Yüzüklerin Efendisi Neden Kriz Zamanlarında Mükemmel Rahatlıktır?

Yüzüklerin Efendisi: Yüzüklerin Kardeşliği toplanıyor

Geçen Cuma, sonunda hepsi elime ulaştı. COVID-19 zamanında hayatta iyi gidiyordum. Pozitif ve neşeli kalıyordum, dışarıda yürüyüşler yapıyordum ve fırsat buldukça bahçeye çıkmaya çalışıyordum. Bir işim olduğu ve sağlıklı olduğum için şanslı olduğumu biliyordum ve hala biliyorum. Ama nedense Cuma günü, bu zamanın karanlığı ve kaybı beni oldukça etkiledi ve dedikleri gibi umutsuzluğa düştüm.

Ve böylece, ara verdim ve Cumartesi ve Pazar günleri arasında atıştırmalıklar ve rahat bir yer kurdum ve karanlık zamanlardan çıkmama her zaman yardımcı olacak gibi görünen bir film üçlemesini açtım: Peter Jackson'ın Yüzüklerin Efendisi . Ve arkadaşlar işe yaradı.

Şimdi, pratik bir bakış açısıyla, elbette Yüzüklerin Efendisi mükemmel karantina çılgınlığıdır.

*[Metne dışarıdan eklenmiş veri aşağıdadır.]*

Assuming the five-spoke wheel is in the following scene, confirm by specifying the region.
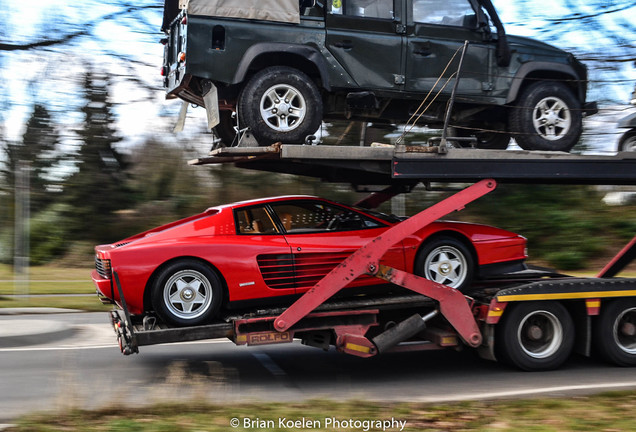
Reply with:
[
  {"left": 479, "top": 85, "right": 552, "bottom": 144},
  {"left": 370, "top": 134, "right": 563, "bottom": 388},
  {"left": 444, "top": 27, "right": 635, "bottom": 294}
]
[
  {"left": 415, "top": 236, "right": 475, "bottom": 290},
  {"left": 509, "top": 81, "right": 583, "bottom": 151},
  {"left": 152, "top": 259, "right": 222, "bottom": 325},
  {"left": 238, "top": 66, "right": 322, "bottom": 145}
]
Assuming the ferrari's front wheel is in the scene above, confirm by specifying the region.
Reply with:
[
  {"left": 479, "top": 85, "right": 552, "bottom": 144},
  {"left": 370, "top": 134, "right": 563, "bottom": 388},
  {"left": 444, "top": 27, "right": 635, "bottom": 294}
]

Üç genişletilmiş sürüm (bunlar kabul ettiğim tek sürümler) toplamda yaklaşık 12 saat sürüyor. Orta Dünya'nın muhteşem manzarası ve muhteşem tasarımında kaybolmuş bir, hatta iki gün geçirebilirsiniz. Film yapımında kendi ustalık sınıfları olan özel özelliklere bile dalabilirsiniz. Yaklaşık yirmi yıl sonra Yüzük kardeşliği Sinemalarda gösterime giren bu filmler hayati, bozulmamış ve sinematik hikaye anlatımının zirvesi olmaya devam ediyor.

Ama bu filmlerin karanlık zamanlar için mükemmel olmasının nedeni bu değil. Bu filmler başarılı ve çok ilham verici ve rahatlatıcı olmaya devam ediyor, eğlenceli ve epik oldukları için değil (tabii ki öyle olsalar da) ama anlattıkları hikaye yüzünden. Yüzüklerin Efendisi sadece büyücüler, orklar ve savaşlarla ilgili değil. Özünde, karanlık karşısında umut ve normal halkın azim ve cesareti ile ilgilidir.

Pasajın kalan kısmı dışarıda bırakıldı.